Questa volta il mio sorriso era genuino. Annuì. "Lo so."
Le sue labbra si incurvarono mentre prendeva una delle mie mani e vi posava un bacio sul dorso.
Alle mie spalle qualcuno si schiarì la gola. "Posso avere l'onore di ballare con questa bellissima signora?" chiese una voce profonda e ruvida, con un accento greco marcato.
Mi irrigidii.
Warner guardò oltre la mia testa, e i suoi occhi si allargarono leggermente. Il riconoscimento lampeggiò nei suoi occhi mentre un sorriso cortese gli increspava le labbra. "Certo." Allontanandosi, mi lanciò un'occhiata. "Ti aspetterò al bar." E poi scomparve dalla pista da ballo.
No!
Volevo dire. Ma non riuscivo a muovermi né a dire nulla.
Non mi girai nemmeno. Non osai farlo. Il mio cuore batteva forte nel petto mentre sentivo il suo calore dietro di me. Due grandi mani callose coprirono le mie, intrecciandole davanti a me, mentre le sue braccia mi avvolgevano. Un sussulto scivolò dalle mie labbra per l'elettricità che correva a onde nelle mie vene.
Quando non mi mossi, prese il controllo e ci fece dondolare entrambi con il suo enorme corpo attorno a me in movimenti lenti. L'aroma inebriante del suo profumo esotico, mescolato a sentori di fumo, mi invase i sensi.
Ancora lo stesso.
Il mio cervello smise di funzionare.
Il respiro caldo mi solleticava il collo, rendendo le mie ginocchia deboli. Un'orda scomposta di emozioni si abbatté su di me. Qualcosa mi strinse il petto mentre un respiro tremante usciva dalle mie labbra.
Entrambi rimanemmo in silenzio mentre ci dondolavamo sotto la musica. Tutto quello che riuscivo a sentire era la musica, il mio respiro profondo e il battito del mio cuore nelle orecchie. Le mie mani tremavano sotto le sue.
Non potevo farlo. Non posso! Dovevo andarmene!
Quando cercai di liberarmi dalle sue braccia, mi afferrò la mano e mi fece volteggiare, attirandomi a sé. Il mio petto si scontrò contro di lui. Ansante, quando lo guardai...
Il respiro mi si bloccò in gola.
Quegli occhi grigi tempestosi.
Dopo sette anni li stavo guardando. Ed era ciò che temevo. Mi tenevano prigioniera, proprio come facevano anni fa. Quei pozzi grigi scrutavano nella mia anima, costringendomi. Il suo viso era a pochi centimetri dal mio.

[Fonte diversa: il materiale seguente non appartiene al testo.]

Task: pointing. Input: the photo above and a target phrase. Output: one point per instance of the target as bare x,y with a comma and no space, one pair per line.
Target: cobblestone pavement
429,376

Trattenni il respiro osservando i suoi lineamenti. Rimasi ammutolita.
Mascelle forti e scolpite, mento prominente, naso bello e affilato, labbra ferme e desiderabili e una fronte ampia. Neanche un ciuffo dei suoi capelli neri corvino era fuori posto. Li portava lunghi, le punte toccavano il collo. Proprio come un dio greco.
Sparita quell'aria affascinante e giovanile, tutto di lui ora urlava uomo. Un uomo potente e rude.
Ero senza fiato, il mio sguardo non riusciva a staccarsi dal suo viso. Non sapevo che l'età potesse rendere le persone così belle. No, bella non era la parola. Le parole non potevano descrivere Achilles Valencian.
Era... fuori dal mondo.
Alzando una mano, spostò una singola ciocca dal mio viso, e non sentii il brivido che avevo provato quando Warner lo aveva fatto prima. Il suo sguardo vagava su ogni centimetro del mio viso, come se li stesse memorizzando. Sembrava in una sorta di trance. Come se non potesse farne a meno, sfiorò la mia guancia con le nocche. Un sussurro sommesso sfiorò le sue labbra, ma non riuscii a coglierne il senso.
Inconsciamente, mi inclinai verso il suo tocco, senza distogliere lo sguardo dal suo viso. La pelle desiderosa di più, solo quelle braccia forti attorno a me non bastavano. Il mio cuore anelava qualcosa mentre si crogiolava sotto il suo sguardo ardente.
Lo sguardo per cui morivo desiderando che fosse su di me anche solo per un secondo. I miei occhi bruciavano per le emozioni travolgenti che mi stringevano il petto.
Il mio Ace...
Ma poi la sua voce ruppe la mia trance, riportandomi al presente, alla realtà.
"Ancora non vuoi parlarmi, Rosebud?" I suoi occhi grigi che si incrociavano con i miei turchesi.
Rosebud? Quindi ricordava ancora che qualcuno con quel nome esisteva nella sua vita?
Allora doveva anche ricordare il dolore che mi aveva inflitto anni fa.